Art. 181. A Subseção de Apoio Administrativo e Logístico – SsAAL da EsFP é responsável pela realização das tarefas administrativas relacionadas aos alunos e à Escola e, ainda:
I – cadastrar, em meio próprio, todos os alunos apresentados na APMB para frequentarem cursos realizados na EsFP;
II – confeccionar as escalas para os serviços em que os alunos dos diversos cursos estejam envolvidos;
III – fornecer dados e documentos específicos dos alunos, quando solicitado pelas seções da APMB;
IV – remeter, no primeiro dia útil de cada semana, à Secretaria Acadêmica da Seção de Ensino, a Ficha de Controle de Faltas e Assuntos Ministrados nos pelotões, devidamente assinadas;
V – confeccionar as escalas de serviço para o corpo permanente da Escola, nos serviços nos quais os alunos dos cursos estejam envolvidos ou não;
VI – verificar, diariamente, os meios eletrônicos utilizados na Corporação e na APMB para comunicação e remessa de documentos e mensagens, providenciando os devidos encaminhamentos e a adoção das medidas que forem da alçada da subseção;
VII – elaborar, dar trâmite e arquivar toda a documentação originada ou destinada à subseção, em consonância com as normas de redação em vigor na PMDF;
VIII – elaborar os relatórios de atividades da Escola;
IX – zelar e controlar o material carga sob a responsabilidade da Escola;
X – auxiliar a coordenação de cursos nos cerimoniais de formaturas e solenidades, bem como nas atividades extraclasse para as quais forem solicitados.
Art. 182. A Subseção de Apoio Pedagógico e de Avaliação – SsAPA da EsFP é responsável pelo controle dos processos administrativos de ensino e das atividades supervisionadas pela Seção de Ensino da APMB, bem como a recepção, controle e armazenamento de dados, confecção de informações, estatísticas, relatórios e documentos para o assessoramento e tomada de decisão relacionada ao ensino, além de promover o controle das avaliações executadas pela EsFP.
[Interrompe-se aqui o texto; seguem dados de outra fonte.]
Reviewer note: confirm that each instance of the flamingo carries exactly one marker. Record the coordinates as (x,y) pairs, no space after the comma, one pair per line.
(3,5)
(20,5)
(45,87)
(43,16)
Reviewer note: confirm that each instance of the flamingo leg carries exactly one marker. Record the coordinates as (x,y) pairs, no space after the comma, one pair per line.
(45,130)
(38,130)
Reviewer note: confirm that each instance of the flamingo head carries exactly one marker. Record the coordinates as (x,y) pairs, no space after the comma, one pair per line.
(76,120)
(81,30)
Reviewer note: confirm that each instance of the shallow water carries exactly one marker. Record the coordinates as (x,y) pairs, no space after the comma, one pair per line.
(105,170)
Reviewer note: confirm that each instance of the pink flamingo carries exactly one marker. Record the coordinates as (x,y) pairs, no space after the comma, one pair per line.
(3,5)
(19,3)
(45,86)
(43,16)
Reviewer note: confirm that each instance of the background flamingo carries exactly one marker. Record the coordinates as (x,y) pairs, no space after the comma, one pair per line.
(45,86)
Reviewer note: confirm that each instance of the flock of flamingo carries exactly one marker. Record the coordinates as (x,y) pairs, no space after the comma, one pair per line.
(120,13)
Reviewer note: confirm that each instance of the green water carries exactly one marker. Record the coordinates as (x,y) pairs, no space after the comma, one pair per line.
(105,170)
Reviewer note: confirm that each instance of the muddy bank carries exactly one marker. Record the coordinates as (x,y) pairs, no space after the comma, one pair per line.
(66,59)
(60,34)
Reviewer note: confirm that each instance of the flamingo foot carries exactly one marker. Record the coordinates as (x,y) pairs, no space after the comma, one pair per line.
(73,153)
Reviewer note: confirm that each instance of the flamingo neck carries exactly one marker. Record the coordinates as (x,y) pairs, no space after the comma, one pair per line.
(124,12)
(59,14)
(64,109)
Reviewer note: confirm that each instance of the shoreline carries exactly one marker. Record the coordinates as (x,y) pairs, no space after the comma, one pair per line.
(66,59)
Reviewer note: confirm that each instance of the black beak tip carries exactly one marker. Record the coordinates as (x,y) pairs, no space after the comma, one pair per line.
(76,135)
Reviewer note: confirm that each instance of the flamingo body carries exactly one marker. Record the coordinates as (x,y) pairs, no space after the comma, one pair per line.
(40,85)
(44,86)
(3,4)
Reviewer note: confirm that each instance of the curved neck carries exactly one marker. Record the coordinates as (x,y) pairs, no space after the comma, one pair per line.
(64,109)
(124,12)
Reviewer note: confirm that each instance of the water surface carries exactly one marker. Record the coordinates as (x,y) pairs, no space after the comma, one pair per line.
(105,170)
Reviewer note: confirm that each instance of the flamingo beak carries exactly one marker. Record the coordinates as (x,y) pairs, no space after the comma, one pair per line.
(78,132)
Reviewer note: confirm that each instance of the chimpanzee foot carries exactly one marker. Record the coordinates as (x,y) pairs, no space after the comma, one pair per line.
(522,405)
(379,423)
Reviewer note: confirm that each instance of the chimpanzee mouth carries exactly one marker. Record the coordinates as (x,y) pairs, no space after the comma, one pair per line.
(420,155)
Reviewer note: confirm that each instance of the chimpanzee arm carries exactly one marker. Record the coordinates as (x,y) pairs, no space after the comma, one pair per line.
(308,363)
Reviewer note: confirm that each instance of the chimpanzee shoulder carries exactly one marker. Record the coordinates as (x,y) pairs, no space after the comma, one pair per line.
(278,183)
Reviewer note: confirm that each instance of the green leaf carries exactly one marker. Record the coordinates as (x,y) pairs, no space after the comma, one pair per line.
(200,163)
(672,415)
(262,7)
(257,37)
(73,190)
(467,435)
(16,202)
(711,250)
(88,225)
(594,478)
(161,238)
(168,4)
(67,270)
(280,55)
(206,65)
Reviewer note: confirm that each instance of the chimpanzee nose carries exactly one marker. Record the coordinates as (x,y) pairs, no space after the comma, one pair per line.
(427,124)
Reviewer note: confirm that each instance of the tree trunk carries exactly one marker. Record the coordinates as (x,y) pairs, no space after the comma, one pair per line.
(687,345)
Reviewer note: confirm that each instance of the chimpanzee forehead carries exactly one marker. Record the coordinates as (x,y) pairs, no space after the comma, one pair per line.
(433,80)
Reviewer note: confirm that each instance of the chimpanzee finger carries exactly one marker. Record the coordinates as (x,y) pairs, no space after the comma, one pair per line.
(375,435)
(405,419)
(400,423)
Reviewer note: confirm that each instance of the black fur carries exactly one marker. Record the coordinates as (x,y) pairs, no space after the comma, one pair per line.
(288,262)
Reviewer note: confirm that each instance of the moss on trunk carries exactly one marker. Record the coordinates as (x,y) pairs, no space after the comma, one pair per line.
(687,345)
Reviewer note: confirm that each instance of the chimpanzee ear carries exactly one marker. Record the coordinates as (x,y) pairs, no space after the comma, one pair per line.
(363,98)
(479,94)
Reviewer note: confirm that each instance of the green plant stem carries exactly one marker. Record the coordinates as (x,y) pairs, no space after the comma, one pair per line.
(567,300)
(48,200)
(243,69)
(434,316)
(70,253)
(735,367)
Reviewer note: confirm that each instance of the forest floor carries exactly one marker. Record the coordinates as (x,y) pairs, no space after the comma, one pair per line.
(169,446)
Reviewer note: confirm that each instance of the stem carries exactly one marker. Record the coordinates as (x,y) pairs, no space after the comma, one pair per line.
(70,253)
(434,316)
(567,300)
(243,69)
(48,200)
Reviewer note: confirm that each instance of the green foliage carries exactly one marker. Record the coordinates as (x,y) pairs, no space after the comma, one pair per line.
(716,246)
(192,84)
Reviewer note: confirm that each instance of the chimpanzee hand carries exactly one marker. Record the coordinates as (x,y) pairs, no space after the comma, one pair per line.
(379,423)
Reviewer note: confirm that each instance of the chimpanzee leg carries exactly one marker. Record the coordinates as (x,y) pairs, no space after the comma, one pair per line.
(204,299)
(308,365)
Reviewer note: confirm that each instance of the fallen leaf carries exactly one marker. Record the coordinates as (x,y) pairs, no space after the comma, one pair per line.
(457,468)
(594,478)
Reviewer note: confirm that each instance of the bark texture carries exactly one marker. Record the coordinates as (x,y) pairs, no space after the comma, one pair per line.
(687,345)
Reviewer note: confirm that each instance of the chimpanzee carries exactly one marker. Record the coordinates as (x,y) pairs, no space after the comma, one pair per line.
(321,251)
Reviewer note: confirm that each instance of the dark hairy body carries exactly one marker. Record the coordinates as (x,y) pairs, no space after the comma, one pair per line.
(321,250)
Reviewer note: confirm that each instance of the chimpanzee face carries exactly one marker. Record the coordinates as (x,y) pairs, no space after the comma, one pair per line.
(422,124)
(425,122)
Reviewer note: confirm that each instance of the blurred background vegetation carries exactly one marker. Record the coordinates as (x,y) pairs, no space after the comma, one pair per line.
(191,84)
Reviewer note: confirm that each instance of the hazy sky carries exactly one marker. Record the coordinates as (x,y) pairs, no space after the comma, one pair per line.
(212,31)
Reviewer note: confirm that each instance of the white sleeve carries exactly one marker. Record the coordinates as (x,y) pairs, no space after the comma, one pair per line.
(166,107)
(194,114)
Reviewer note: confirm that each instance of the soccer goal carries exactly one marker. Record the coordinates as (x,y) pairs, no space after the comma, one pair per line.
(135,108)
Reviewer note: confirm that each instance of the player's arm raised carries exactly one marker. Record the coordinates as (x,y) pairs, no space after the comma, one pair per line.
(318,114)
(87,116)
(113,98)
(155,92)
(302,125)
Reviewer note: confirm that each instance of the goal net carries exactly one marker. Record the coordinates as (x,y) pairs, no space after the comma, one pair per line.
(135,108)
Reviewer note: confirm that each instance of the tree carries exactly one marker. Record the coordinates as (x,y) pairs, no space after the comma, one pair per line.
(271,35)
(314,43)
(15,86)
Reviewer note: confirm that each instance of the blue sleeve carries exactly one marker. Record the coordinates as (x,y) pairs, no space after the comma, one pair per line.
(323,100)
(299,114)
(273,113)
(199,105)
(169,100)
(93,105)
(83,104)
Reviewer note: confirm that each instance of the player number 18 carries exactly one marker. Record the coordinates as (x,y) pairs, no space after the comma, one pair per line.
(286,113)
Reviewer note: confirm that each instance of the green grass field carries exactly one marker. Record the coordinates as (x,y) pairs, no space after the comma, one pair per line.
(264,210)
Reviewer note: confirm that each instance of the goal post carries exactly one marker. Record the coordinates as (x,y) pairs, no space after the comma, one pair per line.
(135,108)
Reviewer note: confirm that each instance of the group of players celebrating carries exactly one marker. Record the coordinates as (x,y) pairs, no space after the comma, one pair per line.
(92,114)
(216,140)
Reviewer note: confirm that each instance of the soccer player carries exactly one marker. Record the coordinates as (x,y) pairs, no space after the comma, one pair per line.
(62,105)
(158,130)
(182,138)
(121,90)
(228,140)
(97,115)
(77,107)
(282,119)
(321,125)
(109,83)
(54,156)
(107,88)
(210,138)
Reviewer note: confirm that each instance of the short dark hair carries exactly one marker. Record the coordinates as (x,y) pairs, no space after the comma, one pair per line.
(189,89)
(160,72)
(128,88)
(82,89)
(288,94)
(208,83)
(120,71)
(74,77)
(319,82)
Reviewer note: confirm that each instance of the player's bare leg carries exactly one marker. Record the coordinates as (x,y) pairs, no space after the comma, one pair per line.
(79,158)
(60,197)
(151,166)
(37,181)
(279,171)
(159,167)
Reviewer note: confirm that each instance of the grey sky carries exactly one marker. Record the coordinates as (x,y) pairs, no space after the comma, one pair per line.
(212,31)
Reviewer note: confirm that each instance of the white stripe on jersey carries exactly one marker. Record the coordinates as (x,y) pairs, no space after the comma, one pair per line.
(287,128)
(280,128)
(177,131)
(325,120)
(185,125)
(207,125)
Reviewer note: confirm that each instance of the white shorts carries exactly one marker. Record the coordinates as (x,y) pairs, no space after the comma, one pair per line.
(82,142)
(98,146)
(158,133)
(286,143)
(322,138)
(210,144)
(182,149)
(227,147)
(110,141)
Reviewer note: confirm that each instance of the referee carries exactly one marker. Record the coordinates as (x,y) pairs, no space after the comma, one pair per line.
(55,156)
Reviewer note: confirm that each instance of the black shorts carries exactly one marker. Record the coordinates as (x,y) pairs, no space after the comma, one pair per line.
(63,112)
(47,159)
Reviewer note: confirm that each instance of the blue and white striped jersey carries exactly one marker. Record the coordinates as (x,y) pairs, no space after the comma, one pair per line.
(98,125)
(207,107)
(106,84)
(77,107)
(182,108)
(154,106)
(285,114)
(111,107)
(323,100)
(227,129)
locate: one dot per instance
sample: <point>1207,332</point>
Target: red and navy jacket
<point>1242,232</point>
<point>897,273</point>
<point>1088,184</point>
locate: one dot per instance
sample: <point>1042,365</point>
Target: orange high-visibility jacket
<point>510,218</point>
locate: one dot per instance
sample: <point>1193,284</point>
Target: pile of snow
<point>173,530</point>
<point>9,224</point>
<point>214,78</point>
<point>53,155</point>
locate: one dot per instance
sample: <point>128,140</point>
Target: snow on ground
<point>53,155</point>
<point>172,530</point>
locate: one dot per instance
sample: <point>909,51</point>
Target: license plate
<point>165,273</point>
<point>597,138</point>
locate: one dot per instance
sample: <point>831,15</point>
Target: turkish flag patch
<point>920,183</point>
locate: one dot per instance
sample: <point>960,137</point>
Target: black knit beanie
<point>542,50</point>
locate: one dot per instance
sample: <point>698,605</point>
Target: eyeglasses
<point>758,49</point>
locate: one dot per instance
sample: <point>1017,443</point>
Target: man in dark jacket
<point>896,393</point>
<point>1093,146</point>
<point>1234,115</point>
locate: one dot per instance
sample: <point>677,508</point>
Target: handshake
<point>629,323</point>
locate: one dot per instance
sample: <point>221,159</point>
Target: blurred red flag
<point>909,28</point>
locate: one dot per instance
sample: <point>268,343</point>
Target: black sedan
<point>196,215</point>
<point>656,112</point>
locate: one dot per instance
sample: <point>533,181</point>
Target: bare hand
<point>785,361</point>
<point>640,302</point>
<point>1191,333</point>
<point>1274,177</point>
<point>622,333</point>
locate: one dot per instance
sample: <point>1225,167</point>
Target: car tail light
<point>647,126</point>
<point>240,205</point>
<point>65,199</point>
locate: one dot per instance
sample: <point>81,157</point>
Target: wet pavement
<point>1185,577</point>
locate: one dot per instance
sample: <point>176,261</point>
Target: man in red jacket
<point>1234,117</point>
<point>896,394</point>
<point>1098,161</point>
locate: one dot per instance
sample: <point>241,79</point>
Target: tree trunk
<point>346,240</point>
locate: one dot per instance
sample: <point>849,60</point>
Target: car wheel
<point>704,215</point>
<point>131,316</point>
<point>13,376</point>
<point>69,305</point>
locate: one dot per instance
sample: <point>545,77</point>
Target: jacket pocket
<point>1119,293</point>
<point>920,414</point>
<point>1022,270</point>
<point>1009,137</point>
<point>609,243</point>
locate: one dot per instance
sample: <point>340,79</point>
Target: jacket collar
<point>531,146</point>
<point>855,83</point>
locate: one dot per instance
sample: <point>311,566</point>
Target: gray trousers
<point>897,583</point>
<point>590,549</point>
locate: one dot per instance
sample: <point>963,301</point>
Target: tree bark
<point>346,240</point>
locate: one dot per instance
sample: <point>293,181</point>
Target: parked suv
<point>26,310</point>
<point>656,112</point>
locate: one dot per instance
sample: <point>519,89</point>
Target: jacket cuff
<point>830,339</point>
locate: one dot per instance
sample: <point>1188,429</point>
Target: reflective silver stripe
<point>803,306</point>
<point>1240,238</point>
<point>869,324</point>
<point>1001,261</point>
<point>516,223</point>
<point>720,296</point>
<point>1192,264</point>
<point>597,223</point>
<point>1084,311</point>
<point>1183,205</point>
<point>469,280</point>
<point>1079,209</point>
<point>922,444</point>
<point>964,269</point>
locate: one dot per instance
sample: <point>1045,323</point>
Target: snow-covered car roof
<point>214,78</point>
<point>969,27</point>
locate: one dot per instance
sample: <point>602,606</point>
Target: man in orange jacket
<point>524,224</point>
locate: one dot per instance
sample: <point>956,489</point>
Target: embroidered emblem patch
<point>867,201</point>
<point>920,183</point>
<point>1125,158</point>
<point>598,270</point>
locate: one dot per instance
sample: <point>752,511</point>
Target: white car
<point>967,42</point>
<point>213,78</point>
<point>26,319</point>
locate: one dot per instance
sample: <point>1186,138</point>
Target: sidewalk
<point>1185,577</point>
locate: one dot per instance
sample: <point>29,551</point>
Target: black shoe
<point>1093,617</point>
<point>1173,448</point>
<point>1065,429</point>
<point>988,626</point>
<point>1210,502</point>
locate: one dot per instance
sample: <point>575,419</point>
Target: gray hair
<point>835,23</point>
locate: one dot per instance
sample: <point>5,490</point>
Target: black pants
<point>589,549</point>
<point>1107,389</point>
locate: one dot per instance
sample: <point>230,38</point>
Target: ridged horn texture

Art. 183. Compete ainda à Subseção de Apoio Pedagógico e de Avaliação:
I – confeccionar, sob a supervisão da Seção de Ensino da APMB, os relatórios de término de curso e demais documentos relacionados aos cursos que realiza;
II – manter atualizada e encaminhar para arquivamento as informações referentes aos docentes e discentes dos cursos e atividades em andamento ou finalizadas sob responsabilidade da EsFP, efetivando a publicação em boletim, na forma da legislação de ensino em vigor na Corporação;
III – elaborar relatórios estatísticos periódicos para fins de controle interno e prestação de contas;
IV – aplicar, registrar e encaminhar, para as providências, as avaliações aplicadas aos alunos;
V – executar as demais missões que lhe sejam conferidas por autoridade competente.
TÍTULO V
DISPOSIÇÕES FINAIS
Art. 184. Os desdobramentos das atribuições dispostas neste regimento dar-se-ão por intermédio de normas complementares editadas pelos chefes, diretores e comandantes das unidades subordinadas ao Departamento de Educação e Cultura.
Art. 185. Os casos omissos serão solucionados pelo Chefe do Departamento de Educação e Cultura.
Este texto não substitui o publicado no BCG nº 192, de 15 de outubro de 2021.
Processo SEI/GDF N° 00054-00067281/2021-24.
Alterado pela Instrução Normativa DEC nº 64, de 8 de junho de 2022.
Alterado pela Instrução Normativa DEC n° 67, de 1° de setembro de 2022.
Alterado pela Instrução Normativa DEC nº 87, de 14 de maio de 2025.
Alterado pela Instrução Normativa DEC nº 90, de 5 de junho de 2025.
Alterado pela instrução Normativa DEC n° 95, de 26 de setembro de 2025.